カルシウムが1000mg(100gあたり)と一般的な塩よりも豊富で、まろやかな塩味と甘みを感じます。
「ひんぎゃの塩」は、サラダや浅漬けなど、塩味を浸透させる料理にオススメです。
原産地 | 伊豆諸島 青ヶ島 |
原材料 | 海水 |
工程 | 平釜 |
土佐の塩丸
つぎに紹介するのは、高知県の黒潮町で作られる「土佐の塩丸」です。
土佐の雄大な太平洋の海水を、太陽と風の力だけで水分を蒸発させ、手作業で撹拌しゆっくり結晶化させて作る完全天日塩です。

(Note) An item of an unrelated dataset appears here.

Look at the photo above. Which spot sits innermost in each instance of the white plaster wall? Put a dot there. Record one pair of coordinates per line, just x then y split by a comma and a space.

塩になるまでに夏場で1ヶ月、冬場は2ヶ月以上もかかるそうです。
味わいはまずしょっぱさを感じますが、余韻にうまみを感じます。
土佐の塩丸には、「白丸」と「青丸」があります。
「白丸」は、粒が大きく、ほどよい硬さが食感として楽しめます。
肉料理に添えても、ゆで卵やサラダにパラパラかけても美味しいです。
いっぽうで、「青丸」は、粒が細かいので、おむすびや漬物などにオススメ。
料理によって使い分けてみてくださいね。
原産地 | 高知県 |
原材料 | 海水 |
工程 | 天日 |
粟國(あぐに)の塩 釜炊き
つぎに、沖縄本島からおよそ60km離れた粟国島で作られている「粟國の塩」を紹介します。
太陽光と潮風をさえぎる建物のないことや環境汚染がないことなど、理想の環境を探してたどりついた粟国島北部に製塩所があります。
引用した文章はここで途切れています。